Il faccendiere fa un contratto a Rosario, il figlio del professore. Il ragazzo al lavoro ci dovrebbe andare, ma in fondo «pi mia si un ci va un mini futti nenti»
L’inchiesta della Procura europea svela un presunto sistema di favori all’Ateneo palermitano: bandi pilotati e fondi Ue dirottati grazie a un patto tra un docente e un faccendiere. Così il finto polo scientifico delle Eolie diventava un bancomat per sistemare parenti e amici.

Il dettaglio, in questa brutta storia siciliana, che racconta più di mille carte processuali è l’odore di un laboratorio a Lipari. Un centro di ricerca finanziato con i soldi dell’Europa che, secondo i magistrati, era così inutilizzato da “puzzare di chiuso“. Doveva essere l’epicentro della scienza, la sede dei progetti “Bythos” e “Smiling”. È diventato, dicono le indagini, il palcoscenico vuoto di una grande finzione.
Le carte della Procura europea, firmate dai pm Geri Ferrara e Amelia Luise, disegnano un affresco amaro dell’università di Palermo, e in particolare del dipartimento di Scienze e Tecnologie (Stebicef). Ci sono ventitré indagati. Ma c’è, soprattutto, un “dominus”: il professor Vincenzo Arizza, docente ordinario. L’accusa è pesante: truffa ai danni dell’Unione Europea e corruzione.
Il sistema, a leggerlo, è antico quanto certi vizi del nostro Paese. Un castello di favori, di consulenze, di bandi “turbati” per far vincere chi si doveva far vincere. Dall’altra parte del tavolo c’era Antonio Fabbrizio. Le cronache giudiziarie lo definiscono un “faccendiere” con precedenti specifici per indebita percezione di fondi pubblici. Insieme, professore e faccendiere, avrebbero mosso i fili di spese fittizie e rendicontazioni gonfiate. Con un solo vero obiettivo: incassare i fondi.
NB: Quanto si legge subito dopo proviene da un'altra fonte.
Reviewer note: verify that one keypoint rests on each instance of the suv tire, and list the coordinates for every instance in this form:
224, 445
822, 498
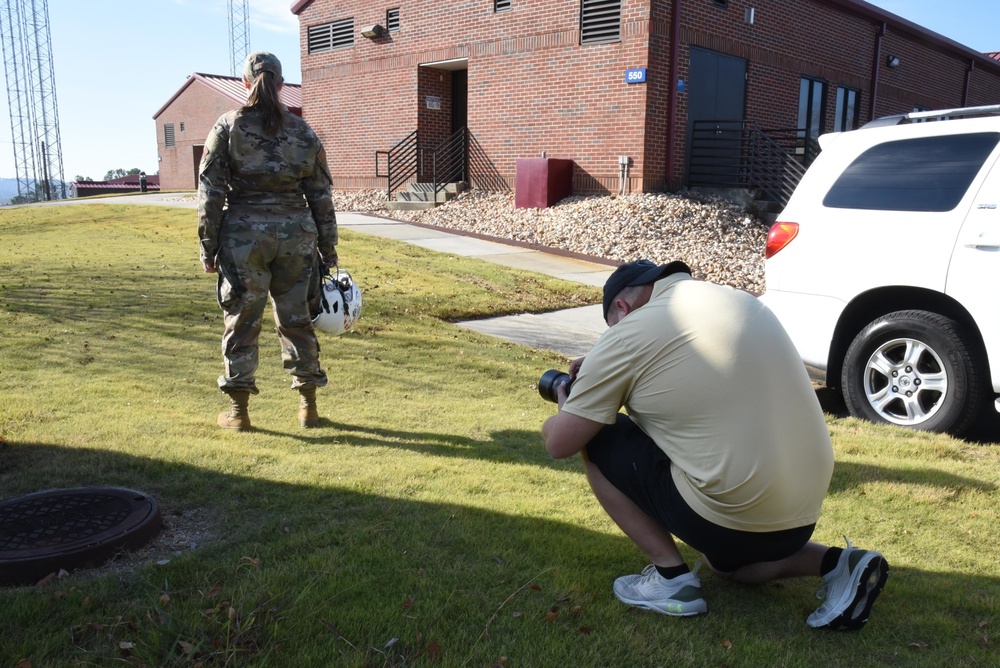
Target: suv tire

E poi ci sono i figli. La famiglia. L’università paga 79 mila euro a due associazioni, “Più Servizi Sicilia” e “Progetto Giovani”, riconducibili a Fabbrizio. In cambio, il faccendiere fa un contratto a Rosario, il figlio del professore. Gli stacca assegni per oltre 12 mila euro. Una sistemazione che lo stesso Fabbrizio, intercettato al telefono con il padre, definisce a modo suo: il ragazzo al lavoro ci dovrebbe andare, ma in fondo «pi mia si un ci va un mini futti nenti», per me se non ci va non me ne importa nulla. Nel pacchetto c’era anche la promessa di un posto per il nipote del docente, Giuseppe Guarino. (Né il figlio né il nipote, è bene precisarlo, risultano indagati).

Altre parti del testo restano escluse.